Stablecoins: the decline of the authority of the SEC?

For a while now, the Securities and Exchange Commission (SEC) has been experiencing the same setbacks it is inflicting on the crypto industry. Its initiatives to regulate this sector are questioned on all sides. Within politicians, some want to limit or even remove all regulatory power in this crypto market.

Decrease the SEC in favor of federal banking regulators

The noose is tightening more and more around the SEC. Its efforts to regulate the stablecoin market are not only disputed. Some have made it their mission to block the veto it exercises over the crypto market.

This is the case of the Republicans in the House of Representatives. According to recent information, these parliamentarians have introduced a bill which could counter SEC regulatory actions. The initiative launched on Monday April 24 particularly targets the stablecoin market. It aims to deprive the American stock market policeman of all power to regulate this market.

The fact that we got there is no coincidence. The situation is mainly explained by the feeling of weariness of the representatives, faced with the inconsistency of the regulation of this segment.

However, the events surrounding the BUSD stablecoin are believed to have been the straw that broke the camel’s back. Indeed, the recently opened investigation against the stakeholders of this crypto (Binance/Paxos) went badly with the representatives.

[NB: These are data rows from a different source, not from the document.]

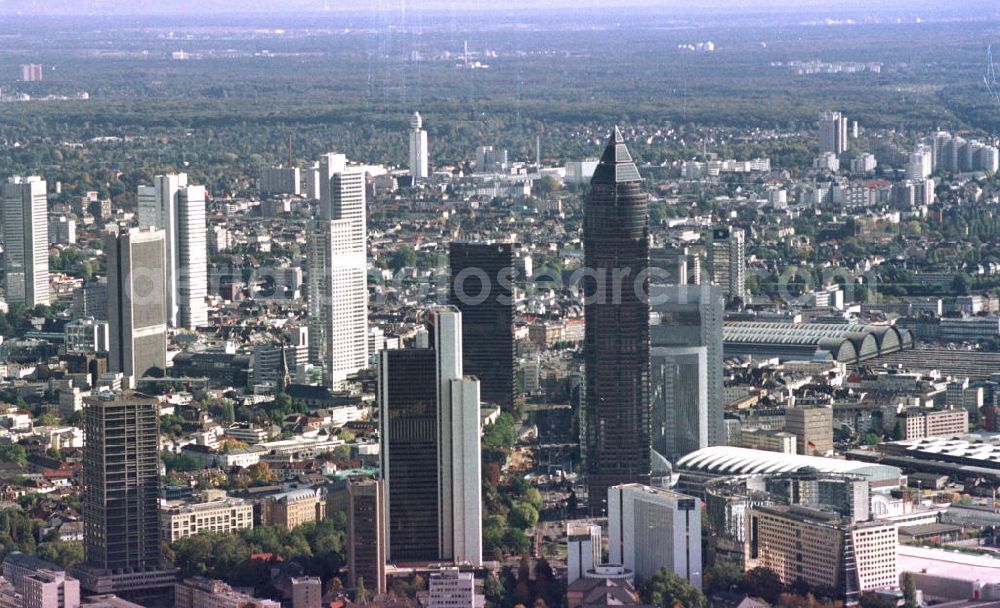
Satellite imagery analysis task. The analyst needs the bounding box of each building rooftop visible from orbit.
[897,544,1000,584]
[676,446,902,483]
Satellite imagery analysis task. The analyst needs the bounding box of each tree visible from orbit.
[704,563,742,593]
[903,573,917,608]
[36,541,84,569]
[355,577,371,604]
[484,571,504,608]
[639,568,706,608]
[389,247,417,272]
[742,567,783,604]
[859,592,896,608]
[508,501,539,530]
[0,443,26,467]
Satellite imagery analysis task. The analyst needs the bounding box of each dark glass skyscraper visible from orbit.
[449,241,516,409]
[378,348,439,561]
[584,127,651,515]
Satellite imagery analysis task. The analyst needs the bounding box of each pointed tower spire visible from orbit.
[591,127,642,185]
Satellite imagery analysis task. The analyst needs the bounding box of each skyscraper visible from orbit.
[73,391,175,596]
[706,227,746,304]
[817,111,848,156]
[1,176,49,307]
[137,173,208,328]
[449,241,517,409]
[308,153,368,386]
[409,112,429,182]
[106,228,168,384]
[347,479,386,595]
[379,308,482,565]
[649,280,725,457]
[583,127,651,516]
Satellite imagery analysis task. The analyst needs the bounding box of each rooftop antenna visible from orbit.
[287,134,293,167]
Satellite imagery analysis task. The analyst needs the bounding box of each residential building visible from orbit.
[137,174,208,328]
[584,128,651,515]
[818,111,848,156]
[347,479,386,595]
[2,176,49,307]
[379,308,482,564]
[106,228,168,385]
[308,153,368,386]
[449,241,517,408]
[745,505,898,602]
[608,484,702,589]
[409,112,429,181]
[706,227,746,304]
[72,391,176,595]
[160,498,253,542]
[785,407,834,456]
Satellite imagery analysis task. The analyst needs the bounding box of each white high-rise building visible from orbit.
[434,310,483,566]
[907,146,933,180]
[308,153,368,386]
[608,484,703,589]
[1,176,49,307]
[707,227,746,304]
[567,522,602,584]
[137,174,208,328]
[817,111,848,156]
[409,112,429,182]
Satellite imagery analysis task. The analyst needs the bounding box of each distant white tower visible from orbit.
[308,152,369,387]
[1,176,49,307]
[409,111,429,182]
[137,173,208,328]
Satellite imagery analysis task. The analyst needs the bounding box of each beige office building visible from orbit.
[260,489,326,530]
[785,407,833,456]
[160,499,254,542]
[174,577,279,608]
[745,505,897,602]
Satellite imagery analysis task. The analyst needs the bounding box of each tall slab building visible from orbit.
[379,308,482,565]
[649,280,725,459]
[1,176,49,307]
[137,173,208,328]
[583,127,651,515]
[73,391,175,596]
[106,228,168,384]
[308,153,369,386]
[449,241,517,409]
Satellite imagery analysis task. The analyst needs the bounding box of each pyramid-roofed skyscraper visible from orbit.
[583,127,651,515]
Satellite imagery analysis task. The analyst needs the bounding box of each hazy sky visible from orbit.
[0,0,985,14]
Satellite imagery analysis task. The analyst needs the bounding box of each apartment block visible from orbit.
[160,498,254,542]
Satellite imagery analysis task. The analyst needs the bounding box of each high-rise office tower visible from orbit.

Some like French Hill from Arkansas said last week that they had been “disappointed with the SEC’s approach to digital assets, especially stablecoins, but also other aspects, as it does not provide clarity.”

For those, it is clear that the SEC and its leader Gary Gensler are no longer in control. Those that might be, however, are federal and state regulators, banks and credit unions.

Because, if this measure passed, it is ultimately the latter who will have the right to decide on the regulation of the stablecoin market. The rules envisaged on the latter in the new bill also seem very general.

For example, they focus on stablecoins used for payments. This, while being complementary to the legislation on the crypto market, envisaged in the United States. It is certain that in the event of adoption, the crypto industry should be rubbing its hands.